Ich glaube danach kam die Vinho Verde Idee: der ist in Portugal günstig und hier recht teuer. Also Direktvermarktung. Vom Bauern zum Kunden. Ich mit einem Online-Vertriebsportal dazwischen. Könnte klappen, immerhin gibt es doch diese Typen, die dasselbe mit Orangen machen. Kann ich auch, dachte ich! Mal schauen, ob es sowas schon gibt. Oh…ja. Ziemlich viel sogar. Naja…doch kein Direktvertrieb mit Vinho Verde. Hat auch ehrlich gesagt nix Nachhaltiges. Es folgten Ideen von nachhaltigen Kaffeebechern, über öffentliche Trinkwasserspender bis hin zu einer QR-Code basierten App, um überflüssige Werbung mit einem Klick abzubestellen. Und der Klassiker war auch noch dabei: ein eigenes Hostel. Natürlich nachhaltig, also Mobiliar nur aus up- und recycleten Materialen, vegetarisches Essen, Solaranlage etc. Viele Ideen, aber bis dahin keine umgesetzt. Ich fragte mich zwischendurch, wieso ich immer an diese Stelle kam, wo der Prozess anfing zu stottern, wie ein Automotor dem das Benzin ausgeht. Der stottert, keucht, versucht es erfolglos nochmal und kommt dann zum Stehen. So wie mit diesen ganzen Ideen. Man hört irgendwann einfach auf, weil der Aufwand zu groß erscheint, genau wie das Risiko und das nötige Kapital. Doch eines Abends, ich stand an der Bushalte stelle und wartete, kam mir ein Gedanke.

Screw It, Lets Do It!

Ich hatte doch diese wunderschönen bunten afrikanischen Stoffe aus Tansania mitgebracht. Ich war schon während meines Aufenthalts in Dar es Salaam immer fasziniert gewesen von den vielfältigen, farbenfrohen Mustern. Und meine Freundin liebte die auch. Ich wurde sogar mehrfach gefragt, wo man die herbekomme. Vielleicht könnte man die importieren? Ist wahrscheinlich eh wieder nur so ne Schnapsidee, wie ich sie so oft habe. Mittlerweile wusste ich ja, dass ich in einem solchen Moment, ich würde mal sagen, etwas übermotiviert bin. Am liebsten lasse ich alles stehen und liegen um sofort zu prüfen, ob man die Idee umsetzen kann. Erfahrungsgemäß kann das auch mal ein paar Wochen dauern. 

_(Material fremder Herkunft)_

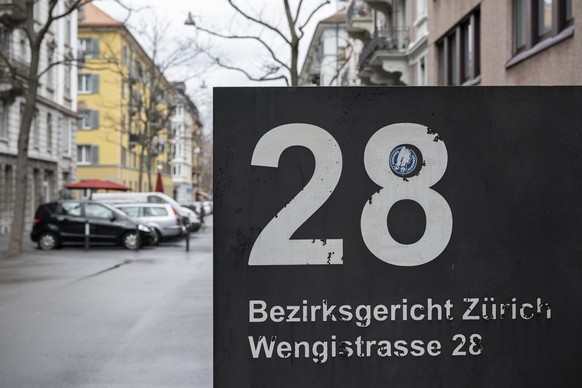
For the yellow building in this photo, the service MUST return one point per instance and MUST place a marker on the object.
(123, 100)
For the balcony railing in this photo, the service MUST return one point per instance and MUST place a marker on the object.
(357, 8)
(395, 39)
(12, 11)
(17, 64)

Noch während ich damals an der Haltestelle stand, zückte ich mein Handy aus der Tasche, um nachzuschauen, ob es im Internet schon jemanden gab, der die Stoffe aus Afrika importierte. Schön waren sie. Bunt. Eigentlich total passend zu aktuellen Modetrends. Alles wurde irgendwie immer bunter. Außerdem fingen viele Leute in meiner Umgebung an, Näh-Sessions zu organisieren, ganz im Sinne der DIY-Kultur, die ich selbst ja auch voller Spannung verfolgte. Die waren immer auf der Suche nach schönen Stoffen. Ein erster Blick auf die Suchergebnisse machte schnell deutlich, es gab ein paar kleinere Anbieter. Onlineshops, die aber aus den 90er Jahren zu sein schienen. Null ansprechend und kein bisschen vertrauenserweckend. Wer würde auf so einer Seite gerne Geld ausgeben wollen? Es schien sich auf jeden Fall zu lohnen, die Idee weiter zu verfolgen.

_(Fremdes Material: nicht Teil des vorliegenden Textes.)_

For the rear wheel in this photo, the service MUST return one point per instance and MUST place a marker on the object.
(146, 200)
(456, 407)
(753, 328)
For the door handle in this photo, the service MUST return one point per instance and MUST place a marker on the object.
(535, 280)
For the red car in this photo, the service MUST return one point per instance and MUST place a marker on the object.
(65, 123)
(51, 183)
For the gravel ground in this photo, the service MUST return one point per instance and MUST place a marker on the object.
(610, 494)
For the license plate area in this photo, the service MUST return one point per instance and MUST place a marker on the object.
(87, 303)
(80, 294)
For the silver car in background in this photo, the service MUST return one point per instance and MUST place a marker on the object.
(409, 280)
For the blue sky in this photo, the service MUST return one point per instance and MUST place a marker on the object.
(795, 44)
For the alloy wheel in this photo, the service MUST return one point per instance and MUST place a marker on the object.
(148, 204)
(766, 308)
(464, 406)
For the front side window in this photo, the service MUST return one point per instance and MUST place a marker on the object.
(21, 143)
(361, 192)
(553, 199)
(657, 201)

Mir war klar, dass dies keine innovative Geschäftsidee war. Es war kein groß skalierbares Modell mit dem man sofort eine Transformation zu einer nachhaltigen Gesellschaft oder viel Geld realisieren könnte. Aber was mir durch den Kopf ging war eine Idee, die das Potenzial hatte sich ohne großes Risiko, ohne großen Kapitalaufwand und ohne komplizierte Technologien und Kompetenzen, über die ich nicht verfügte, umsetzen zu lassen. Ein weiteres „Screening“ der Idee war es alle Mal wert und es sollte sich zeigen, dass es ein ernsthaftes Problem gab, das es zu lösen gilt: das Große Sterben der afrikanischen Textilindustrie!